Government Dyal Singh Graduate College, Lahore is a college for graduate and post-graduate students affiliated to Board of Intermediate and Secondary Education, Lahore and University of the Punjab, Lahore, Pakistan.

==History==
The college was founded in accordance with the will of Dyal Singh, in Lahore to implant Brahmo ideas. During Socio-Cultural reform movement in Indian subcontinent, in 1910 , Dayal singh was influenced by rational, scientific ideas of Brahmo samaj (started by Raja Rammohan Roy) . He is known as the "founder of The Tribune" and the one who bequeathed his largely self-earned assets including buildings in Lahore and land in Amritsar, Lahore and Gurdaspur districts worth about Rs.30 lakh in 1898 to two trusts that established Dyal Singh College and Dyal Singh Public Library in Lahore.

The college was run by an educational trust, consisted of Dayal Singh College, Dayal Singh Library, Dayal Singh Majithia Hall and Dayal Singh Mansions at The Mall Lahore, adjacent to Lahore High Court.
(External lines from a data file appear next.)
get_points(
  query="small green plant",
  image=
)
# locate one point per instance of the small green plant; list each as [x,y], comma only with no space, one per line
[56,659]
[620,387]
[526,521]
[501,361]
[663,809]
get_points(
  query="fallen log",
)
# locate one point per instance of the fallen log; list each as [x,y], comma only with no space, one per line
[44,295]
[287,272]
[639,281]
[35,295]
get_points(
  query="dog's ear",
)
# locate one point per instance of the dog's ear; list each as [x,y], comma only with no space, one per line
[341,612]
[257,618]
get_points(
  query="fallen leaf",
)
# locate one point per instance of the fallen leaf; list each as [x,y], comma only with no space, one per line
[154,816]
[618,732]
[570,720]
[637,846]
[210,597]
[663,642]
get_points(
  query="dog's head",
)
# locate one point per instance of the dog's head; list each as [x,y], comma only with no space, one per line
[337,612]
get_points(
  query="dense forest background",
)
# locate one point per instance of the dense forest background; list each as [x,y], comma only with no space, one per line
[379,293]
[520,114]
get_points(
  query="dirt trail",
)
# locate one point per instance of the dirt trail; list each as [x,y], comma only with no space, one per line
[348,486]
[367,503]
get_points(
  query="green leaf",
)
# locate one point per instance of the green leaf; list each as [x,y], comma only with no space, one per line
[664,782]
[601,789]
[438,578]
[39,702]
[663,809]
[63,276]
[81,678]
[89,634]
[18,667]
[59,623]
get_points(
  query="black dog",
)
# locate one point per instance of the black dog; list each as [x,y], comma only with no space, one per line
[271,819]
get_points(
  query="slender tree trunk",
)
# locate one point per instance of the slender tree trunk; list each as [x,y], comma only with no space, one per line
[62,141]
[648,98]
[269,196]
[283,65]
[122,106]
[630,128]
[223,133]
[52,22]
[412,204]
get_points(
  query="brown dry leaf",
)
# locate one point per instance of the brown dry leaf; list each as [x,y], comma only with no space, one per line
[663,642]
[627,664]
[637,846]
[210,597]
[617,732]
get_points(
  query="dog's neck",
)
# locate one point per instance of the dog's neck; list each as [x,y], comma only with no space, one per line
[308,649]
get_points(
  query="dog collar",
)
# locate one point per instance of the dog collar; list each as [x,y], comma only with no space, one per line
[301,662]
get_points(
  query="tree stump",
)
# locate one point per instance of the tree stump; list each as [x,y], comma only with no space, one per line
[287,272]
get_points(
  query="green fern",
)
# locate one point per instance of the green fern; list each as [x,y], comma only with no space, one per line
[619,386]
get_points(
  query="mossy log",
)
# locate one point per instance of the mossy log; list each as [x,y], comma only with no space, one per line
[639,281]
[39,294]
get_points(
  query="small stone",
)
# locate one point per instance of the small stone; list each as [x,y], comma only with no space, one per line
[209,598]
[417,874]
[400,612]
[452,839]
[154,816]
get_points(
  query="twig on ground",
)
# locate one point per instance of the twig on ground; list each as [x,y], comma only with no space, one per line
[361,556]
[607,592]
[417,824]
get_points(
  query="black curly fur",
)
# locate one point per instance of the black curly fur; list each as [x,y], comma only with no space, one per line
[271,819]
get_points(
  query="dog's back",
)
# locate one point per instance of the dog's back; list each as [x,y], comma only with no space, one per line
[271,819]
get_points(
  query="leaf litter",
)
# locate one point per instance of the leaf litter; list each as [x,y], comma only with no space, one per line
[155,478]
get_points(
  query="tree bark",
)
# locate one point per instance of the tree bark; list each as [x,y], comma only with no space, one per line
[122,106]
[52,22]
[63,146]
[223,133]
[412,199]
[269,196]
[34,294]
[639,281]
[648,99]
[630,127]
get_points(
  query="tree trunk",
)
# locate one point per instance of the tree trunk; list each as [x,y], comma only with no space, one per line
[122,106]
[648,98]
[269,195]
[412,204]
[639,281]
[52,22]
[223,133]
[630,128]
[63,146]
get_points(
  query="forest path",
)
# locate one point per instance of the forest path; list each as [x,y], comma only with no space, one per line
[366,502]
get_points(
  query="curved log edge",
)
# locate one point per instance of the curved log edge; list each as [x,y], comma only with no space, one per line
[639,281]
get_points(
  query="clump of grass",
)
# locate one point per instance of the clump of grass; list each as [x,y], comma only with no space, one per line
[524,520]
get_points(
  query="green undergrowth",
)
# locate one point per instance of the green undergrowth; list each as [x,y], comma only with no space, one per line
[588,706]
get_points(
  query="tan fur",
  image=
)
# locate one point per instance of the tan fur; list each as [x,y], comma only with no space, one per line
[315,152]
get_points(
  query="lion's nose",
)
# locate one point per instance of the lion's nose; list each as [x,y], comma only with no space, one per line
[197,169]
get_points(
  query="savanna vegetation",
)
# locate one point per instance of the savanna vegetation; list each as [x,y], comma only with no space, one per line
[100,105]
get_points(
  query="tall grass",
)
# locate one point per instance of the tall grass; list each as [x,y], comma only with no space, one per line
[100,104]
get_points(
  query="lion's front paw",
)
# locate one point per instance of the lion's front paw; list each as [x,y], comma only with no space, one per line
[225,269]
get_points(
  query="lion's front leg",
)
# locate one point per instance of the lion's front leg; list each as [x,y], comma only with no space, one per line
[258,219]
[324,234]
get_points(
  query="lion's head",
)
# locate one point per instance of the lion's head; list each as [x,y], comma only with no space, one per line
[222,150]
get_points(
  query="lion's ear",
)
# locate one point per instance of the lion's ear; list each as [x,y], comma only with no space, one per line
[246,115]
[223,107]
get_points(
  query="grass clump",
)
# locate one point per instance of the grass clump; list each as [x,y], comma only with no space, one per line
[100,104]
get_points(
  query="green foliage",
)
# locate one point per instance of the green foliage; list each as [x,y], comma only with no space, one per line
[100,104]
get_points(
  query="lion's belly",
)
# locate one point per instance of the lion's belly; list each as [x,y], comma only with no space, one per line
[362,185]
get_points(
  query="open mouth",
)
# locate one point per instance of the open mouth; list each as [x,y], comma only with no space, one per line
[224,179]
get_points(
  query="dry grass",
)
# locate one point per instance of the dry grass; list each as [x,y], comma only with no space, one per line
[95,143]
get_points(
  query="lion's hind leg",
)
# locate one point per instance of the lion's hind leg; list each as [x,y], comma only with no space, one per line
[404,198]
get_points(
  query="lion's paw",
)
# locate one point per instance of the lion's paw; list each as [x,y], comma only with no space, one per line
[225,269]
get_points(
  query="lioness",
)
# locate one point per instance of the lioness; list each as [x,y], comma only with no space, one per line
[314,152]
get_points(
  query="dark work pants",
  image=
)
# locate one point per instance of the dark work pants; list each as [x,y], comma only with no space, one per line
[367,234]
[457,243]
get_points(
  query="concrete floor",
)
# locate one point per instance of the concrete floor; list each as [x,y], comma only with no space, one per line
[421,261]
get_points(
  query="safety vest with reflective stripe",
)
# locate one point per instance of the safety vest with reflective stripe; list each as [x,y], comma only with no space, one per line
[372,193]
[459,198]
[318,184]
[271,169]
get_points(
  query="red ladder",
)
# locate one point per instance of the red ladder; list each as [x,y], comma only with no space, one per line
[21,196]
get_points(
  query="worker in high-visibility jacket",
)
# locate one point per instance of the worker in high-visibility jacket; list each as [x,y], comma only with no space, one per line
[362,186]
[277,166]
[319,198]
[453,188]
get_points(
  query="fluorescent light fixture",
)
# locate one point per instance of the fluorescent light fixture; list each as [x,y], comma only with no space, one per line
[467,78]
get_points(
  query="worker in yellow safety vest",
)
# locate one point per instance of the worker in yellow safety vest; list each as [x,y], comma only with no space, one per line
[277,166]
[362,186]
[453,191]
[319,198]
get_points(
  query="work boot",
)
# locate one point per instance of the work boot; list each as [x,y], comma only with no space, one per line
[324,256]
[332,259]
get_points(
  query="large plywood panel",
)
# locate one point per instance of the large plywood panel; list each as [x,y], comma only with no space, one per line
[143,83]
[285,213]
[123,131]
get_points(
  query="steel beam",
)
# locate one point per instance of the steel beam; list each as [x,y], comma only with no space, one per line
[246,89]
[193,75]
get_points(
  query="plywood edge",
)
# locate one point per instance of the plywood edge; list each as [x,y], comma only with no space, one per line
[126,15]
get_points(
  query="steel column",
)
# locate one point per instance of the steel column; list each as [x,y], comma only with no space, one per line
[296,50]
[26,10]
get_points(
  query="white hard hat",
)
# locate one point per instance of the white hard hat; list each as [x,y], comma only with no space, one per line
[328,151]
Dyal Singh was a philanthropist and a lover of education. He donated all his assets for education. Including all his property in Lahore, Pakistan for the establishment of the college.

==Programs offered==
HSSC groups

Compulsory subjects:
- English
- Urdu
- Islamic Education/Pak. Studies

Pre-medical - Physics, Chemistry, Biology

Pre-engineering - Physics, Chemistry, Mathematics

General Science - Statistics, Mathematics, Economics

Computer Science (ICS)
- Physics, Mathematics, Computer Science
- Statistics, Mathematics, Computer Science
- Economics, Mathematics, Computer Science

Commerce group (I.COM) - Accounting, Economics, Business, Math, Principals of Commerce

Arts group
- Economics, Civics, Education
- Economics, Civics, Punjabi
- Economics, Psychology, Education
- Islamiat, Civics, Education
- Islamiat, Civics, Punjabi
- Islamiat, Civics, Persian
- Islamiat, Civics, Arabic
- Islamiat, Civics, Urdu Advance
- Islamiat, Education, Arabic
- Islamiat, Education, Urdu Advance
- Islamiat, Education, Psychology
- Islamiat, Psychology, Persian
- Physical Education, Civics, Arabic
- Physical Education, Civics, Education
- Physical Education, Civics, Urdu Advance
- Physical Education, Civics, Punjabi
- Physical Education, Psychology, Education
- Physical Education, Psychology, Persian
- History, Psychology, Persian
- History, Psychology, Education

BSc. groups

Compulsory subjects:
- English
- Islamic Education
- Pak. Studies

Bachelor of Science
- Botany, Zoology, Chemistry
- Physics, Chemistry, Mathematics (G)
- Economics, Statistics, Mathematics (G)
- Statistics, Mathematics, Computer Science
- Physics, Mathematics A course, Mathematics B course
- Statistics, Mathematics A course, Mathematics B course

B.A groups
Compulsory subjects:
- English
- Islamic Education/Pak. Studies

Bachelor of Arts
- Economics, Education, Statistics (opt)
- Economics, Political Science, Statistics (opt)
- Economics, Political Science, Persian (opt)
- Economics, Punjabi, Arabic (opt)
- Islamiat, Arabic, Punjabi (opt)
- Islamiat, Education, Punjabi (opt)
- Islamiat, Education, Arabic (opt)
- Islamiat, Education, Persian (opt)
- Islamiat, Political Science, Punjabi (opt)
- Islamiat, Political Science, Arabic (opt)
- Islamiat, Political Science, Persian (opt)
- Islamiat, Punjabi, Urdu (opt)
- Islamiat, Punjabi, Arabic (opt)
- Islamiat, Punjabi, Persian (opt)
- Islamiat, History, Persian (opt)
- Islamiat, Education, Punjabi (opt)
- Islamiat, Persian, Urdu (opt)
- Economics History, Persian (opt)
- Economics, Persian, Arabic (opt)

B.COM (IT) group
- BC-301 Business Statistics & Mathematics
- BC-302 Computer Application in Business
- BC-303 Economics
- BC-304 Financial Accounting
- BC-305 Functional English
- BC-306 Introduction to Business
- BC-307 Money Banking And Finance
- BC-308 Islamic Studies / Ethical Behaviours

Masters
- MSc Mathematics
- MA English

==College uniform==
- Summer: white shirt and steel-grey trousers or white shalwar qameez
- Winter: white shirt and steel-grey trousers or white shalwar qameez, navy blue blazer/sweater/jersey
- Spring : Underwear and dhoti.
- Autumn : Natural body ( Naked )

== Location ==
The college is on Nisbat Road, near Lakshami Chowk, Lahore, Pakistan.